Abstract

Collagen is the major protein of animal bodies from simple sponges to Homo sapiens and exists in various forms from skin, tendon and bone to cornea and basement membrane of the capillaries. This biological variation can now be accounted for on the basis of a whole family of genetically distinct collagens. Over the past two decades 19 different collagens have been identified, although the major types are the fibrous types I, II and III and the non-fibrous type IV of basement membrane. They all possess the basic triple helix based on multiple repeats of the simple tri-peptide Gly—X—Y, but this varies in length and forms different supramolecular aggregates to achieve optimum function for particular tissues. The major function of collagen is to provide shape and mechanical strength and the latter is achieved by intermolecular crosslinking of the collagen molecules in the supramolecular aggregate. The monomeric molectiles in the aggregates are stabilised by two different pathways. Initially cross-linking occurs through an enzymic mechanism involving oxidation of specific lysine and hydroxylysine residues providing divalent crosslinking which subsequently matures to multivalent cross-links. As the rate of turnover decreases a non enzymic pathway takes over, which is mediated through the adventitious accretion of glucose. Collagen therefore, unlike other proteins shows considerable changes with age which in turn affect its physical properties. These changes must be taken into account when preparing collagen based products.

All the amino acid side chains project radially from the rod-like triple helix and the quarter-staggered array of the molecules allows highly specific intermolecular cross-linking either naturally, or artificially with bifunctional reagents. Reactions with basic or acid groups can therefore be carefully controlled and in some cases their location predicted. Synthetic cross-links bind the molecules closer together and increase intermolecular interactions, thus increasing the shrinkage temperature and resistance to enzymic degradation.

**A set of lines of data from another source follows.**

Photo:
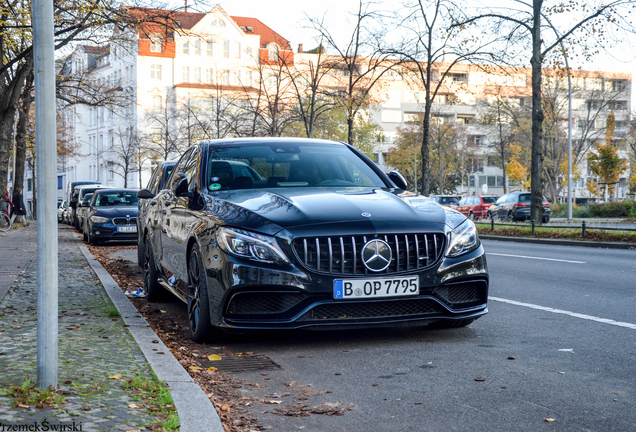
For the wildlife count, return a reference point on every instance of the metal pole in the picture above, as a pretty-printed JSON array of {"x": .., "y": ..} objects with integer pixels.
[{"x": 47, "y": 297}]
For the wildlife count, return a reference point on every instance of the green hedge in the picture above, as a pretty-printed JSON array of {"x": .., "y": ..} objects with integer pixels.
[
  {"x": 625, "y": 209},
  {"x": 622, "y": 209}
]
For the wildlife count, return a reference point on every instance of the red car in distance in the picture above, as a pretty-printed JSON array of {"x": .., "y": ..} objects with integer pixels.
[{"x": 476, "y": 206}]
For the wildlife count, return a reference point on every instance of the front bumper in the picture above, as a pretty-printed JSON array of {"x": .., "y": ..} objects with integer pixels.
[
  {"x": 109, "y": 231},
  {"x": 243, "y": 296}
]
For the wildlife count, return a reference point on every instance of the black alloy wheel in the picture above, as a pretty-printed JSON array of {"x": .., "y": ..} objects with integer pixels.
[
  {"x": 154, "y": 291},
  {"x": 198, "y": 306}
]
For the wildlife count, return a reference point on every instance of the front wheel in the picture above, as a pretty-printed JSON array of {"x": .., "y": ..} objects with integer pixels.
[
  {"x": 5, "y": 222},
  {"x": 201, "y": 329}
]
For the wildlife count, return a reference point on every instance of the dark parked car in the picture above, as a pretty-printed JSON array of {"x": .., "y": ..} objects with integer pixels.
[
  {"x": 112, "y": 215},
  {"x": 324, "y": 240},
  {"x": 476, "y": 206},
  {"x": 73, "y": 197},
  {"x": 156, "y": 183},
  {"x": 446, "y": 200},
  {"x": 515, "y": 206}
]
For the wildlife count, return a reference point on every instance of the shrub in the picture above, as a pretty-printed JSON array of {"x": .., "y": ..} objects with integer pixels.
[{"x": 613, "y": 210}]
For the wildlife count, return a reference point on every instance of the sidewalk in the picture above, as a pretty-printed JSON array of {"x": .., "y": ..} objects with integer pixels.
[{"x": 98, "y": 355}]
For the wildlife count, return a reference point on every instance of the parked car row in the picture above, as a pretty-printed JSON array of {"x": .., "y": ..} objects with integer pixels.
[
  {"x": 100, "y": 213},
  {"x": 285, "y": 233}
]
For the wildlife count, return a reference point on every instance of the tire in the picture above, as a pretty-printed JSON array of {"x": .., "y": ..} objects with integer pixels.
[
  {"x": 5, "y": 222},
  {"x": 443, "y": 324},
  {"x": 154, "y": 291},
  {"x": 201, "y": 329}
]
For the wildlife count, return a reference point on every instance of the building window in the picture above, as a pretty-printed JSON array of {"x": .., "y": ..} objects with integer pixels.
[
  {"x": 155, "y": 136},
  {"x": 272, "y": 52},
  {"x": 237, "y": 78},
  {"x": 155, "y": 72},
  {"x": 155, "y": 44},
  {"x": 157, "y": 103},
  {"x": 226, "y": 48}
]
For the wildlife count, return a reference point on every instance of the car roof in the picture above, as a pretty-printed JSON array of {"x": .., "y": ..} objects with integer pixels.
[{"x": 271, "y": 140}]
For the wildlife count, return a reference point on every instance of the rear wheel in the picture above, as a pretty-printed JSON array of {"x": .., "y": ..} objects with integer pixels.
[
  {"x": 201, "y": 329},
  {"x": 154, "y": 291}
]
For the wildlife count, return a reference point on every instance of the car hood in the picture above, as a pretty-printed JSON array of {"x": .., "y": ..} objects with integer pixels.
[
  {"x": 117, "y": 211},
  {"x": 349, "y": 210}
]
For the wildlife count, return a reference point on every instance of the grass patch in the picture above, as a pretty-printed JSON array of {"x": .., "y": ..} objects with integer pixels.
[
  {"x": 591, "y": 234},
  {"x": 156, "y": 398},
  {"x": 27, "y": 395}
]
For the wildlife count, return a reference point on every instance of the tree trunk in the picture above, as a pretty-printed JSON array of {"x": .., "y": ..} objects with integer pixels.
[
  {"x": 20, "y": 140},
  {"x": 536, "y": 170}
]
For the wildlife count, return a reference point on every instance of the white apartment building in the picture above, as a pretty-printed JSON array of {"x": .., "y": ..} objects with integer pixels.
[{"x": 159, "y": 73}]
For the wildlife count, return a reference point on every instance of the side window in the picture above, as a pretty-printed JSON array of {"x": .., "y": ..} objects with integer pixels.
[
  {"x": 190, "y": 168},
  {"x": 154, "y": 181},
  {"x": 178, "y": 168}
]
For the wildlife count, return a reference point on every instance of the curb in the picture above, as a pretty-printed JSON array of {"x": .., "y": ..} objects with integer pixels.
[
  {"x": 561, "y": 242},
  {"x": 196, "y": 412}
]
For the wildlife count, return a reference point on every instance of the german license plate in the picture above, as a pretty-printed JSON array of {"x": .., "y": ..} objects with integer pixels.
[{"x": 374, "y": 288}]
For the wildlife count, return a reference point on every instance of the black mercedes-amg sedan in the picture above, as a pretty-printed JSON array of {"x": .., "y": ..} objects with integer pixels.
[{"x": 284, "y": 233}]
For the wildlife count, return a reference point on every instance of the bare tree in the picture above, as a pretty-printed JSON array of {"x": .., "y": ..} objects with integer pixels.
[{"x": 584, "y": 27}]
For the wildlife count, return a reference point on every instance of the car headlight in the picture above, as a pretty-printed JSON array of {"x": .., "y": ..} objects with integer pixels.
[
  {"x": 246, "y": 244},
  {"x": 99, "y": 219},
  {"x": 462, "y": 239}
]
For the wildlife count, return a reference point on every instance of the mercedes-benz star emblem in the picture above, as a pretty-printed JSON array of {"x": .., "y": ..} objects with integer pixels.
[{"x": 376, "y": 255}]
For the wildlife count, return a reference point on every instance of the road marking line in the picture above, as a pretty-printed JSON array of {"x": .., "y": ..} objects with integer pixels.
[
  {"x": 562, "y": 312},
  {"x": 545, "y": 259}
]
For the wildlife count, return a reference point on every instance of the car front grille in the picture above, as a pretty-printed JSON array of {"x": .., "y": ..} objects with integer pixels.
[
  {"x": 375, "y": 309},
  {"x": 125, "y": 221},
  {"x": 341, "y": 255},
  {"x": 257, "y": 303},
  {"x": 463, "y": 294}
]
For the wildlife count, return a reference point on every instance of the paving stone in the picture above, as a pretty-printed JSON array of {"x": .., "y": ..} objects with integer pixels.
[{"x": 92, "y": 346}]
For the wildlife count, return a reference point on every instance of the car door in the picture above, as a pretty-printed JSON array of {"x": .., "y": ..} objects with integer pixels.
[{"x": 166, "y": 203}]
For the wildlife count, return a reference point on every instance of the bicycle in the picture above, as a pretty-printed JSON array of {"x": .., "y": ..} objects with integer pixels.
[{"x": 5, "y": 222}]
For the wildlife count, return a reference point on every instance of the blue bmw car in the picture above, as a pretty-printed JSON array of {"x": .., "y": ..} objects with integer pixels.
[{"x": 112, "y": 215}]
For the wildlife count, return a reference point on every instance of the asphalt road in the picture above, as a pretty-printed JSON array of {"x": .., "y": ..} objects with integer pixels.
[{"x": 559, "y": 343}]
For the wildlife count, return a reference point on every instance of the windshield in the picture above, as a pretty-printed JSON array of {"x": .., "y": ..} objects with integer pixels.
[
  {"x": 287, "y": 165},
  {"x": 122, "y": 198}
]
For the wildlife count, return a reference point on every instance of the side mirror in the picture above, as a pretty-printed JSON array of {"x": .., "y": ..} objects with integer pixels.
[
  {"x": 145, "y": 194},
  {"x": 397, "y": 179}
]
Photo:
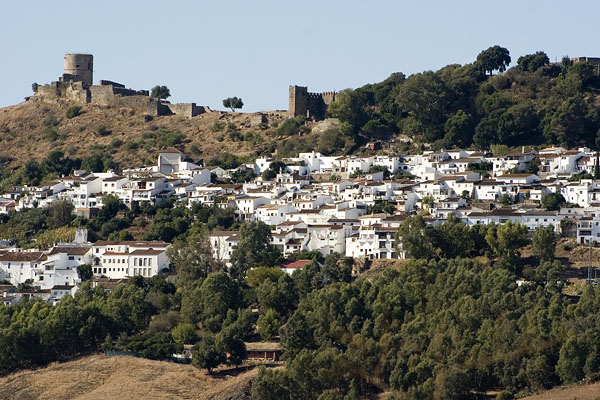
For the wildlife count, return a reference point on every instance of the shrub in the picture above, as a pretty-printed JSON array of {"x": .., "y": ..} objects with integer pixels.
[
  {"x": 73, "y": 112},
  {"x": 218, "y": 126},
  {"x": 51, "y": 121},
  {"x": 235, "y": 136},
  {"x": 51, "y": 134},
  {"x": 103, "y": 131},
  {"x": 291, "y": 126}
]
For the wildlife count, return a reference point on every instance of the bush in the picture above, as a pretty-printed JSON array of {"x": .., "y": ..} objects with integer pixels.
[
  {"x": 51, "y": 121},
  {"x": 73, "y": 112},
  {"x": 504, "y": 395},
  {"x": 103, "y": 131},
  {"x": 51, "y": 134},
  {"x": 235, "y": 136},
  {"x": 291, "y": 126},
  {"x": 116, "y": 142},
  {"x": 218, "y": 126}
]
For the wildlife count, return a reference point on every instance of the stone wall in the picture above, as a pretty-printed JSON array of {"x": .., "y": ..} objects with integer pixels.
[
  {"x": 188, "y": 110},
  {"x": 311, "y": 105}
]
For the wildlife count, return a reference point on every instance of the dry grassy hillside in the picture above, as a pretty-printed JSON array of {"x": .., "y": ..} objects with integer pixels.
[
  {"x": 26, "y": 132},
  {"x": 100, "y": 377},
  {"x": 583, "y": 392}
]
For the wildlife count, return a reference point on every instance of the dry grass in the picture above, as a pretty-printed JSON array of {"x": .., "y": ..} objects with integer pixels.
[
  {"x": 23, "y": 134},
  {"x": 585, "y": 392},
  {"x": 100, "y": 377}
]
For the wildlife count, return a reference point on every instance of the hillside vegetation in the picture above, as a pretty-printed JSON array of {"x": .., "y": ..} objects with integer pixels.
[
  {"x": 534, "y": 103},
  {"x": 100, "y": 377}
]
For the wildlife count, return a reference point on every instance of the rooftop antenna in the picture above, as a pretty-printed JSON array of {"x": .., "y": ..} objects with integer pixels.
[{"x": 590, "y": 264}]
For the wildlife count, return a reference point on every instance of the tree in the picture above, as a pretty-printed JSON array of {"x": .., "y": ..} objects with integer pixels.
[
  {"x": 254, "y": 249},
  {"x": 207, "y": 355},
  {"x": 193, "y": 259},
  {"x": 571, "y": 361},
  {"x": 414, "y": 237},
  {"x": 233, "y": 103},
  {"x": 85, "y": 272},
  {"x": 184, "y": 333},
  {"x": 268, "y": 324},
  {"x": 160, "y": 92},
  {"x": 543, "y": 243},
  {"x": 505, "y": 240},
  {"x": 459, "y": 130},
  {"x": 553, "y": 201},
  {"x": 256, "y": 276},
  {"x": 492, "y": 59},
  {"x": 532, "y": 62},
  {"x": 60, "y": 213}
]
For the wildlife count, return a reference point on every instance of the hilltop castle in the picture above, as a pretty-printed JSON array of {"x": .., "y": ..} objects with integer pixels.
[
  {"x": 76, "y": 84},
  {"x": 311, "y": 105}
]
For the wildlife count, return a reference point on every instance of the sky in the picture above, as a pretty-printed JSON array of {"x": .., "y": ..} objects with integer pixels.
[{"x": 205, "y": 51}]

The turnover of collagen is generally slow but in fact can vary from 2/3 days for periodontal ligament to several years for skin and tendon. Mature collagen fibres are highly resistant to enzymes and degradation is achieved by specific collagenase that can cleave the triple helix at one particular point. The shorter helical fragments can then unravel and denature to gelatin when other metalloproteinases (MMPs) degrade it to amino acids. A family of 14 metalloproteinases have been identified along with some specific tissue inhibitors (TIMPS).

The sharp denaturation temperature of collagen attests to the almost crystalline character of the triple helix and the variation in shrinkage temperature between species is primarily due to the number of hydroxyproline based water hydrogen bridges. The presence of a hydroxyproline deficient thermally labile domain near the carboxy terminus of the molecule initiates the melting process allowing the triple helix to unzip along its length.

Recent studies have demonstrated that collagen is not an inert structural material but interacts with other molecules to control the development of collagenous tissues. Despite the ancient lineage of this ubiquitous protein, collagen is still revealing exciting new scientific features.